“World War II was decided by steel and aluminum, and followed shortly thereafter by the Cold War, which was defined by atomic weapons,” Chris Miller, a professor at Tufts University’s Fletcher School of Law and Diplomacy, writes in the introduction to his latest book. So what’s next? According to Miller, the next era, including the rivalry between the U.S. and China, is all about computing power.
That tech rivalry and the story of how the chip industry got from four to 11.8 billion transistors are all part of Miller’s book, “Chip War: The Fight for the World’s Most Critical Technology,” which comes out Oct. 4. “Chip War” outlines the nature of the coming battle over semiconductors, showing how the power to produce leading-edge chips fell into the hands of just five companies: three from the U.S., one from Japan, and one from the Netherlands.
In an interview with Protocol, Miller touched on the evolving military uses of semiconductors, Russia’s chip procurement problems, and whether onshoring chips won’t necessarily increase the likelihood of a conflict between the U.S. and China.
This interview has been edited and condensed for clarity.
You write about how the Persian Gulf War became a pivotal moment for understanding the role microchips would play in warfare, especially with guided missiles. Are missiles still the use-case where the military needs the most advanced chips, or has that shifted to other areas like artificial intelligence or cyber attacks?
I wouldn't necessarily think about individual weapon systems. Chips are important in those weapon systems, but there's also the broader integration of sensors to decision-makers, communication technologies, [and] weapon systems — all of which rely on chips of different sorts.
So it's the integration that matters as much as the capabilities of any individual system. But as more and more systems start to become more autonomous, the demands for computing power, memory, and communication bandwidth increase on all of these systems.
So yes, semiconductors are still very important in terms of advances in specific types of munitions, but it's also [about] the ability to integrate them, to transfer information between them, and to have them working together — and all that requires advanced semiconductors at every stage of the process. Militaries are confronting semiconductors everywhere they turn, and their ability to access the right types of semiconductors and more advanced chips is crucial for every aspect of the modern battlefield.

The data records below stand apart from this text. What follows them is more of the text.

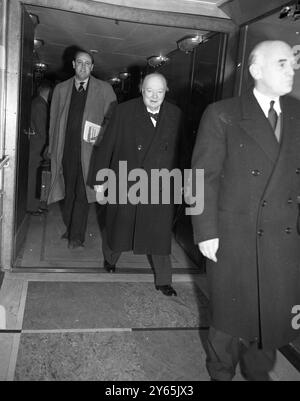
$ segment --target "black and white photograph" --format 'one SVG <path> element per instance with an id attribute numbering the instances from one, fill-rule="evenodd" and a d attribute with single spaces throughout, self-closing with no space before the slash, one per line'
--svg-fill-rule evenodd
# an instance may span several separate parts
<path id="1" fill-rule="evenodd" d="M 0 0 L 0 381 L 300 381 L 300 0 Z"/>

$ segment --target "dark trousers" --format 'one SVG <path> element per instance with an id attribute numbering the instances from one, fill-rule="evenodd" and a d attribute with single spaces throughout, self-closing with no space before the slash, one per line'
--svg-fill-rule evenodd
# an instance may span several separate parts
<path id="1" fill-rule="evenodd" d="M 269 381 L 276 362 L 276 350 L 259 349 L 255 341 L 244 341 L 213 327 L 209 329 L 206 353 L 210 377 L 219 381 L 231 381 L 238 363 L 245 379 Z"/>
<path id="2" fill-rule="evenodd" d="M 30 139 L 32 140 L 32 139 Z M 28 164 L 28 190 L 27 190 L 27 211 L 35 212 L 41 207 L 39 192 L 41 189 L 41 161 L 40 152 L 35 144 L 30 143 L 29 164 Z"/>
<path id="3" fill-rule="evenodd" d="M 109 247 L 105 228 L 102 228 L 102 252 L 104 259 L 111 265 L 115 265 L 121 256 L 121 252 L 115 252 Z M 170 285 L 172 283 L 170 255 L 147 255 L 147 258 L 154 270 L 155 284 Z"/>
<path id="4" fill-rule="evenodd" d="M 84 242 L 89 204 L 80 164 L 78 164 L 76 174 L 65 178 L 65 191 L 62 214 L 69 240 Z"/>

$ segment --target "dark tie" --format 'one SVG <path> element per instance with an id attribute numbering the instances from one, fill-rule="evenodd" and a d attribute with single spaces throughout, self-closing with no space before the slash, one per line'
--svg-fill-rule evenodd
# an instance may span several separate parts
<path id="1" fill-rule="evenodd" d="M 154 114 L 154 113 L 150 113 L 150 111 L 148 111 L 148 113 L 149 113 L 150 117 L 154 118 L 155 121 L 158 121 L 159 113 L 155 113 Z"/>
<path id="2" fill-rule="evenodd" d="M 84 91 L 84 82 L 80 82 L 80 85 L 78 86 L 78 92 L 82 92 L 82 91 Z"/>
<path id="3" fill-rule="evenodd" d="M 278 120 L 278 115 L 274 109 L 274 100 L 270 102 L 270 109 L 268 113 L 268 120 L 270 121 L 271 127 L 273 128 L 273 131 L 275 132 L 276 126 L 277 126 L 277 120 Z"/>

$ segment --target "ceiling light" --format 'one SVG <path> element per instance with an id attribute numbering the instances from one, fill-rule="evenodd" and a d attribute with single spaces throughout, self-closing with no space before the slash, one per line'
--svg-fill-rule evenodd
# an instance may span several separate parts
<path id="1" fill-rule="evenodd" d="M 97 54 L 97 53 L 98 53 L 98 50 L 96 50 L 96 49 L 91 49 L 90 52 L 93 53 L 93 54 Z"/>
<path id="2" fill-rule="evenodd" d="M 190 53 L 197 47 L 200 43 L 203 42 L 202 35 L 193 35 L 193 36 L 185 36 L 184 38 L 178 40 L 177 46 L 178 49 L 185 52 Z"/>
<path id="3" fill-rule="evenodd" d="M 29 17 L 30 17 L 31 21 L 33 22 L 34 26 L 37 26 L 40 23 L 39 17 L 36 14 L 29 13 Z"/>
<path id="4" fill-rule="evenodd" d="M 127 72 L 127 71 L 120 72 L 120 74 L 119 74 L 119 78 L 122 79 L 122 80 L 125 80 L 125 79 L 127 79 L 129 77 L 130 77 L 130 73 Z"/>
<path id="5" fill-rule="evenodd" d="M 112 77 L 108 80 L 111 85 L 117 85 L 121 82 L 121 79 L 118 77 Z"/>
<path id="6" fill-rule="evenodd" d="M 300 19 L 300 0 L 297 0 L 294 5 L 283 7 L 278 18 L 292 18 L 294 21 Z"/>
<path id="7" fill-rule="evenodd" d="M 46 71 L 47 70 L 47 64 L 45 63 L 35 63 L 34 64 L 34 69 L 36 71 L 42 72 L 42 71 Z"/>
<path id="8" fill-rule="evenodd" d="M 283 7 L 279 13 L 279 18 L 283 19 L 292 15 L 292 7 Z"/>
<path id="9" fill-rule="evenodd" d="M 34 48 L 39 49 L 44 45 L 44 41 L 42 39 L 34 39 Z"/>
<path id="10" fill-rule="evenodd" d="M 166 56 L 151 56 L 147 58 L 147 62 L 150 67 L 159 67 L 167 63 L 170 59 Z"/>

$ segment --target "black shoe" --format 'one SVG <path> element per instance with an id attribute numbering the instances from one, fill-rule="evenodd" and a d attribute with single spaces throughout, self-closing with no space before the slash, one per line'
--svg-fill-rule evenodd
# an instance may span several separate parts
<path id="1" fill-rule="evenodd" d="M 171 297 L 172 295 L 177 297 L 177 292 L 174 290 L 174 288 L 171 285 L 156 285 L 155 288 L 157 290 L 161 291 L 167 297 Z"/>
<path id="2" fill-rule="evenodd" d="M 63 235 L 60 238 L 61 239 L 69 239 L 69 232 L 66 231 L 65 233 L 63 233 Z"/>
<path id="3" fill-rule="evenodd" d="M 68 248 L 70 249 L 83 249 L 84 245 L 83 242 L 80 241 L 79 239 L 74 239 L 69 241 Z"/>
<path id="4" fill-rule="evenodd" d="M 114 273 L 116 271 L 116 265 L 111 265 L 110 263 L 107 262 L 107 260 L 104 261 L 104 269 L 108 273 Z"/>

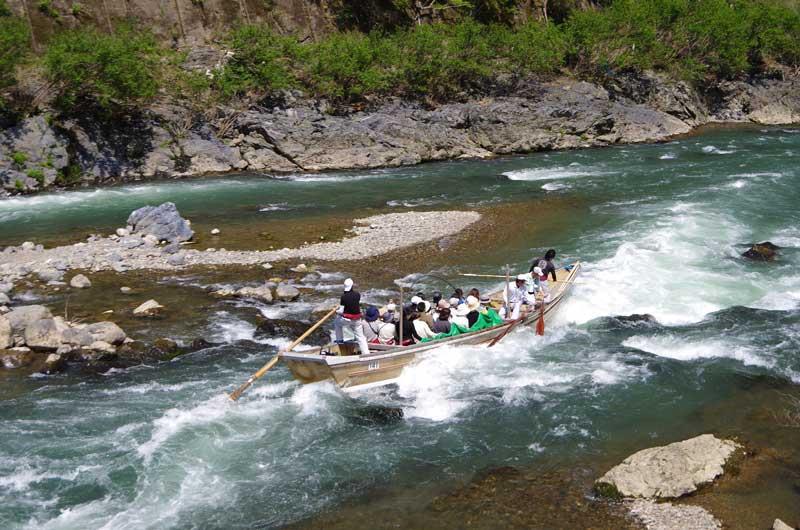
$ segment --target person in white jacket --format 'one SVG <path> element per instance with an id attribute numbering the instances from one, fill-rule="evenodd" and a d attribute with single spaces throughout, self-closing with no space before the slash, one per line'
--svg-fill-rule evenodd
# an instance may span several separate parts
<path id="1" fill-rule="evenodd" d="M 500 310 L 500 316 L 506 318 L 506 307 L 510 307 L 510 318 L 511 320 L 516 320 L 519 318 L 523 305 L 532 308 L 536 304 L 535 294 L 528 292 L 528 279 L 528 275 L 520 274 L 514 280 L 513 285 L 509 285 L 508 289 L 503 290 L 505 307 Z"/>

What’s Russia’s status with the ability to procure semiconductors? There were reports that Russia was struggling to access chips for the Ukraine conflict.

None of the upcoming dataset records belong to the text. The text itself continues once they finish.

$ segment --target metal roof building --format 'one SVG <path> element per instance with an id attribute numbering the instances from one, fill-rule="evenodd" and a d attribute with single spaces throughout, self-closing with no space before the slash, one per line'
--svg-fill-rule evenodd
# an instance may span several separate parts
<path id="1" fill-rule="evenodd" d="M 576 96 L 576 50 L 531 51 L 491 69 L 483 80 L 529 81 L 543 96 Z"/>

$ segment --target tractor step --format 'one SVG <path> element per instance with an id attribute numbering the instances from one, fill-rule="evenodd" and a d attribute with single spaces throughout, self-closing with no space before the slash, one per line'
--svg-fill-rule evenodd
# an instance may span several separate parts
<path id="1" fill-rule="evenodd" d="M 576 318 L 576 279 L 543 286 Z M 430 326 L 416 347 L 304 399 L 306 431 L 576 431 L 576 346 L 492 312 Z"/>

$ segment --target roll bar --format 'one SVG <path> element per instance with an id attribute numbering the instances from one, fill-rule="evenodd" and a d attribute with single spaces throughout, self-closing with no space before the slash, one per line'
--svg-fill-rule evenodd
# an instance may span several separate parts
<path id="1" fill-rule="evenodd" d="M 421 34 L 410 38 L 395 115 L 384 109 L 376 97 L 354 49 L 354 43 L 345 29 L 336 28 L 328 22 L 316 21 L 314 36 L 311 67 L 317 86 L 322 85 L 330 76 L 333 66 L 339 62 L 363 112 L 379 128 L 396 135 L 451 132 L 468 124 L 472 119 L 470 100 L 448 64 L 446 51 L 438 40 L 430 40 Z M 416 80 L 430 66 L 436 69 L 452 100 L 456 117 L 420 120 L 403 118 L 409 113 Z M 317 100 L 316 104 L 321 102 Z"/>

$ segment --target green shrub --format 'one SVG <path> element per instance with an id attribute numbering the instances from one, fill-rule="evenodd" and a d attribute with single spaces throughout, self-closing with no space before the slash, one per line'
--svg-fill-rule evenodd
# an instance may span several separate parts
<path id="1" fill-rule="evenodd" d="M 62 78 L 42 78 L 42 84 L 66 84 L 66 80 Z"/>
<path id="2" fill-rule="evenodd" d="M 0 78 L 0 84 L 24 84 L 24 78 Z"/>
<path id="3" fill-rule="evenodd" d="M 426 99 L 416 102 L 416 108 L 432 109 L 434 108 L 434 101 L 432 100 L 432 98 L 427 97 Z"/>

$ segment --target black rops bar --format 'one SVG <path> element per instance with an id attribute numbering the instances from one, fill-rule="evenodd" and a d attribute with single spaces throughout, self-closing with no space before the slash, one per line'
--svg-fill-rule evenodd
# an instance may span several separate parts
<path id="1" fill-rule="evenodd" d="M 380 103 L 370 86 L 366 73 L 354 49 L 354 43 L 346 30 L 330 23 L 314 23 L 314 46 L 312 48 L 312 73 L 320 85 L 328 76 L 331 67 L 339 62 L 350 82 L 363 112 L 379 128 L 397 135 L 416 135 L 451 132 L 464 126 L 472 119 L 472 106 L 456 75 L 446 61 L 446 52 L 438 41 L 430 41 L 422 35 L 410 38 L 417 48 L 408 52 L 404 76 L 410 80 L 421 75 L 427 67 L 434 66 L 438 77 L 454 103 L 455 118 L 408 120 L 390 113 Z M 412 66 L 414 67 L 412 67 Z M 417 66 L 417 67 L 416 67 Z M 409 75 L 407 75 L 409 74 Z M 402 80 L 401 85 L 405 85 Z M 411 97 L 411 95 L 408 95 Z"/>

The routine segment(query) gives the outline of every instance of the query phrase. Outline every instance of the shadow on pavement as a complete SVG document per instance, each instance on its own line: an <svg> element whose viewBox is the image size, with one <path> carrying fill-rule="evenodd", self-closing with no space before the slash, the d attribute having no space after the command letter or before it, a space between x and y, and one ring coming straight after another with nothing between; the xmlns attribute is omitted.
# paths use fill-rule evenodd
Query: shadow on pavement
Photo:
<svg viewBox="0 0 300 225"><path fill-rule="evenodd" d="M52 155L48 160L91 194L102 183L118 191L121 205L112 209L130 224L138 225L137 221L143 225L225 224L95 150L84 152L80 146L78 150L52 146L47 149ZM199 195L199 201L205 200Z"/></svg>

Russia does have some domestic chipmaking capacity but it's very, very limited, both in terms of the level of advancement — which is not that advanced — but also in terms of capacity.
What we've learned from the war — which confirms what we presumed before the war — is that, when you take apart the Russian military system, you'll find lots of foreign-produced chips, and often American-produced chips, inside. Many of these chips are off the shelf — things that you can acquire commercially.
In some ways, the fact that every military in the world is trying to use commercial chips in their systems has been an equalizing factor. But for Russia, it has presented some challenges too. Russia never really knows whether the chips it's buying have been sabotaged in any way. Every country has that to a certain extent. But the U.S., for example, is relying on chip fabs in the U.S. or in friendly countries — whereas Russia is relying almost exclusively on chips produced in unfriendly countries.
The systems integration capabilities are also lacking in Russia. They've got some, but there's just a lot more expertise in places like the U.S. or in East Asian countries [for] how you bring different types of chips plus software plus the hardware all together in a coherent system. And I think that's also somewhere we've seen Russia face some difficulties.
Photo courtesy of Chris Miller
How successful do you think the Chips Plus Act will be?
There's a question about getting the most bang for our buck out of the Chips Act fund. I think there are ways we can get more or less lucky on that front. But I don't think there's really a serious argument that the Chips Act funding is not going to increase the amount of leading-edge chipmaking capacity in the U.S. We've already seen a number of new facilities being built on the expectations of those funds.
Does onshoring chip production increase the chances of conflict between the U.S. and China? It seems the U.S. is onshoring production in anticipation of greater conflict, but is it also possible it increases the chances of something happening by reducing the cost of conflict?
This sort of mutually assured economic destruction thesis — the idea that the U.S. and China or China and Taiwan could never find themselves in a conflict because it would be too costly to do — I think history provides many examples of times in which economically integrated countries ended up in conflict. So that's one reason to be skeptical of it.
The second reason is that the assumption that was true for most of the period from Deng Xiaoping forward in China — that Chinese leaders were primarily focused on maximizing GDP — that assumption is no longer valid. The last three years of Chinese policy have not been about maximizing GDP but about political goals and zero COVID. It doesn't mean that they're not going to care at all about economic issues. But we shouldn't assume that either China or the U.S. or Taiwan is approaching these issues solely from the perspective of making sure trading continues unharmed.
The lesson of 2022 is not that economically integrated powers can't quickly decouple, because we've seen that in a shocking way between Russia and Europe. So I don't think we should take much comfort in the fact that there's a lot of economic integration between China, Taiwan, the U.S., and other countries in the sense that is going to guarantee a peaceful outcome. I don't think history suggests that's true.